Former Illinois lawmakers powered by energy interests
No Americans trust their state government less than Illinoisans.
Being home to the nation’s “corruption capitol” – the state’s northern federal district, which includes Chicago – and having governors serve prison time doesn’t help. But more broadly, the most corrosive force when it comes to the public trust is the commonplace use of political power for personal profit.
This might be most obvious in the property tax appeals racket. Good government groups have howled for years about the law practice of power brokers such as House Speaker Mike Madigan and Chicago Ald. Ed Burke, 14th Ward.
But another crushing blow comes when lawmakers who formulate policy from the Statehouse later lobby politicians on behalf of interests with the most to lose, or gain, from those very policies.
For many lawmakers voting on energy policy, an easy payday awaits.
Since 2000, at least two dozen former lawmakers have worked as lobbyists for ComEd or its parent company, Exelon, alone. A majority of those lawmakers served on their chamber’s energy or public utilities committees. Some even chaired those committees.
A few striking examples:
The late state Rep. Shirley Jones, D-Chicago, left office in 2003. She immediately began a decade-long tenure as a lobbyist for ComEd, according to filings with the Illinois Secretary of State’s Office.
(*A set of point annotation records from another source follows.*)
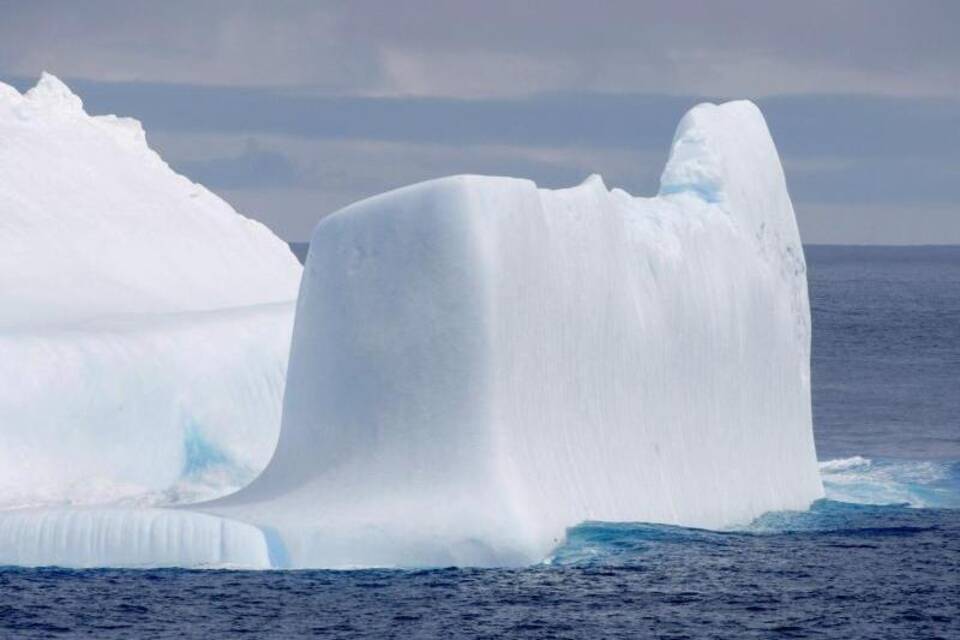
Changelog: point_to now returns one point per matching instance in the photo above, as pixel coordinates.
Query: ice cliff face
(478, 364)
(144, 325)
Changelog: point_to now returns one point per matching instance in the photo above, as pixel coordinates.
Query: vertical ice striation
(144, 324)
(478, 364)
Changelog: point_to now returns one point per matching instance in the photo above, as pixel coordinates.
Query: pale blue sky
(293, 109)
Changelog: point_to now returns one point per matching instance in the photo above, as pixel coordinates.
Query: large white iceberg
(144, 325)
(478, 364)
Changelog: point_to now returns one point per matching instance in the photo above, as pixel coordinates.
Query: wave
(932, 484)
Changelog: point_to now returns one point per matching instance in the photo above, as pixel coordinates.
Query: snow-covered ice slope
(97, 537)
(478, 364)
(144, 325)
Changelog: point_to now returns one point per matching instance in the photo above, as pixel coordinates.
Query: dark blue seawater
(880, 558)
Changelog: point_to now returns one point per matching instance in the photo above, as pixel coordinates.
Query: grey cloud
(499, 47)
(253, 168)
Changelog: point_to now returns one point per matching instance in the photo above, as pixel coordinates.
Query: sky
(293, 109)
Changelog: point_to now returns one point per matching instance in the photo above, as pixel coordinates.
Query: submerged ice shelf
(478, 364)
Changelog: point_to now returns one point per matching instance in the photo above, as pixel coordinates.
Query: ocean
(878, 558)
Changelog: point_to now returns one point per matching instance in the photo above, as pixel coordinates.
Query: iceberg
(478, 364)
(144, 324)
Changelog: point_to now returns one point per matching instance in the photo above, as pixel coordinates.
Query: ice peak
(52, 92)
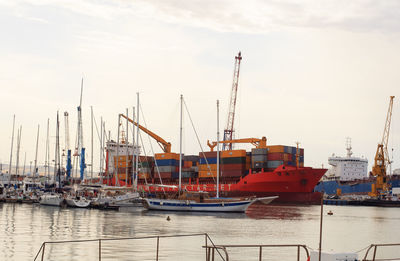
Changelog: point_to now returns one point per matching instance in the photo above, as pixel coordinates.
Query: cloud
(252, 16)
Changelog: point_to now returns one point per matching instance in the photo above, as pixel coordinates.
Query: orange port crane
(259, 143)
(228, 132)
(382, 160)
(165, 146)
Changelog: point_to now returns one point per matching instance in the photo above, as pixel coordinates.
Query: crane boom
(165, 146)
(259, 143)
(228, 132)
(382, 157)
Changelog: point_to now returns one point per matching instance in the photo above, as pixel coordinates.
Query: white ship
(347, 168)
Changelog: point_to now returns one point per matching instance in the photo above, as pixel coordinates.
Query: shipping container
(160, 156)
(167, 162)
(208, 154)
(275, 156)
(276, 149)
(207, 174)
(233, 153)
(259, 165)
(274, 163)
(260, 151)
(233, 160)
(241, 167)
(232, 173)
(209, 161)
(205, 167)
(259, 158)
(167, 169)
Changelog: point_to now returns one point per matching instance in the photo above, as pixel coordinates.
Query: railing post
(99, 249)
(158, 244)
(373, 258)
(44, 245)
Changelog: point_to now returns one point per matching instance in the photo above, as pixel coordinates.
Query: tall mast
(117, 165)
(12, 143)
(37, 145)
(23, 171)
(91, 154)
(137, 144)
(217, 148)
(134, 146)
(46, 162)
(180, 149)
(18, 150)
(228, 132)
(127, 148)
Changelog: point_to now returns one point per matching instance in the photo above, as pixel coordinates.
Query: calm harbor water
(351, 228)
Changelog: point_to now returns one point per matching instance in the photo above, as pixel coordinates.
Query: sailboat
(201, 201)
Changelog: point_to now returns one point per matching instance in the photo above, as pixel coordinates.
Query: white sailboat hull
(51, 200)
(75, 203)
(190, 205)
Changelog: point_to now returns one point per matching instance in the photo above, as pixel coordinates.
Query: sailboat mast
(37, 145)
(127, 148)
(217, 148)
(47, 151)
(117, 165)
(91, 156)
(137, 145)
(12, 144)
(134, 146)
(180, 149)
(18, 150)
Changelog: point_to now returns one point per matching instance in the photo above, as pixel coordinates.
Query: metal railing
(207, 240)
(375, 249)
(224, 248)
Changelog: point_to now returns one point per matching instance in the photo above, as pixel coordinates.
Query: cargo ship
(276, 170)
(349, 175)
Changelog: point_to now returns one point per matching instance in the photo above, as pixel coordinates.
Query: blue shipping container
(210, 161)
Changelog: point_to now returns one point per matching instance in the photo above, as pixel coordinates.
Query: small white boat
(199, 201)
(79, 202)
(51, 200)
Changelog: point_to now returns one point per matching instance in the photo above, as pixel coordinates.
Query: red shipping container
(275, 156)
(232, 167)
(232, 173)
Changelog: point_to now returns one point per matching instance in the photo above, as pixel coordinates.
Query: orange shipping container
(204, 167)
(276, 149)
(144, 175)
(207, 174)
(233, 153)
(167, 156)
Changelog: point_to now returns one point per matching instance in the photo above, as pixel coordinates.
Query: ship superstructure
(347, 168)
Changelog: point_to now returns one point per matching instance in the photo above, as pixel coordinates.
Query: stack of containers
(210, 170)
(146, 165)
(259, 158)
(168, 165)
(283, 155)
(122, 165)
(190, 168)
(233, 163)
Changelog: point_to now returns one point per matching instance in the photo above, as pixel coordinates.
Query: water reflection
(25, 227)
Jones was intimately familiar with ComEd in her role as the chair of what was then called the House Public Utility Committee. In fact, a Chicago Tribune investigation revealed Jones had awarded more than $21,000 worth of college tuition waivers to the stepson of a ComEd lobbyist during her chairmanship.
Jones wasn’t alone in using her leadership post as a stepping stone to lobbying work for the energy industry.
Former state Rep. Annazette Collins, D-Chicago, chaired the House Public Utilities Committee before being appointed to a two-year gig as a state senator. She left office in 2013, and has worked as a lobbyist of ComEd each year since 2014. And former chair of the House Environment & Energy Committee, Democrat state Rep. Phil Novak, lobbied for ComEd or Exelon from 2007 to 2011.
GOP lawmakers have played this game, too.
Republican state Sen. William Mahar chaired the Senate Environment & Energy Committee for two terms, and went on to lobby for ComEd for a decade, between 2003 to 2012. Late Republican state Rep. Vince Persico served as the chair of the Environment & Energy Committee, and later lobbied on behalf of ComEd from 2002 to 2016.
Former Republican state Sen. Dave Sullivan, once the minority spokesperson of the Energy & Environment Committee, also later lobbied on behalf of ComEd.
Time will tell if any current lawmakers involved with energy policy plan to take a payday on the other side of the bargaining table.
In the meantime, Illinoisans should keep a spotlight on the Statehouse.